Put more plainly, a known reagent is mixed with a solution containing the analyte, and the physical change that follows is interpreted by the chemist as indicative of composition.
Reviewing Third Party Analysis Results
After the third party test results are received, the documents are compared against the specifications for the product and deemed as pass or fail. Any product which fails to meet any specification is subject to further third party testing. The product will be rejected if one or more specifications fail the additional testing. If the product passes all specifications, then we begin the in-house testing process.
In addition to third party analysis we conduct in-house analysis with some of the aforementioned techniques as additional confirmation:
Melting Point Determination – Confirmation
The melting point of a substance is defined as the temperature range in which the substance undergoes a phase transition from solid to liquid. Any product for which a reputable literature melting point value is established can be tested by examination of its melting point.
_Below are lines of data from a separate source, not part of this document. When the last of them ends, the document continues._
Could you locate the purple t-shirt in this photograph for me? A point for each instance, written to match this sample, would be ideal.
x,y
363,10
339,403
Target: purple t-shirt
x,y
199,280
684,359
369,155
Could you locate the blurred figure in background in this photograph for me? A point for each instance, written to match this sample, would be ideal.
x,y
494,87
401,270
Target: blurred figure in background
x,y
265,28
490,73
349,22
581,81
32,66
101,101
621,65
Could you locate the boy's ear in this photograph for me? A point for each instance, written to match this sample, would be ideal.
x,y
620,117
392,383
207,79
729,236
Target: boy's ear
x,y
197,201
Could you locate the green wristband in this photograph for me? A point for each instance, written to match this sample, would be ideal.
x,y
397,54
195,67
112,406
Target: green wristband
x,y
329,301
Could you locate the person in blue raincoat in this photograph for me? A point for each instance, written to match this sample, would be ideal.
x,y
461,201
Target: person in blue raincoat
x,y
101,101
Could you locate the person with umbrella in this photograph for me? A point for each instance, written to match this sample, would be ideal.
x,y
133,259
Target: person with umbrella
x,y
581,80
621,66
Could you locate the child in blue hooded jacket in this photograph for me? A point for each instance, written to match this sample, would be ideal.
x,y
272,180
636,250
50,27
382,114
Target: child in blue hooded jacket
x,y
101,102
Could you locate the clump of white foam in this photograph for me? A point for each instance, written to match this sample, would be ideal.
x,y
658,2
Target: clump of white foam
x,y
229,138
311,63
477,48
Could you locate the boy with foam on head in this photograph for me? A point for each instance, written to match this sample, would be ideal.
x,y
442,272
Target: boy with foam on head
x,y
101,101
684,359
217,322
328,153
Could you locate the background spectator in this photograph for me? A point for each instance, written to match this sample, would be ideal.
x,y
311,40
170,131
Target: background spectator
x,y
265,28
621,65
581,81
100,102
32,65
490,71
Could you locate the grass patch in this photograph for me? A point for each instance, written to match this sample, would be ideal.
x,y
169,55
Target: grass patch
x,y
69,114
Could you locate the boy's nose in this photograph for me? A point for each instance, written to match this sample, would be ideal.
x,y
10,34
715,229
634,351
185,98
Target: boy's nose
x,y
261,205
Melting points are reported as a range; the first value is the temperature at which first melt is observed, and the second value is the temperature at which full melt is achieved.
Organoleptic Analysis – Confirmation
The organoleptic data (visual appearance, texture, smell, taste) of passing raw material is documented for reference. This data is referred to when we conduct an initial inspection of raw material for organoleptic confirmation. It is possible for raw material to pass laboratory analysis and fail to match previous organoleptic data. This is not necessarily a problem, there can be a wide range of difference due to synthesis residuals, extraction or polymorphy. In that case we seek an explanation for why there is a difference to previous data and if necessary submit samples for additional laboratory analysis.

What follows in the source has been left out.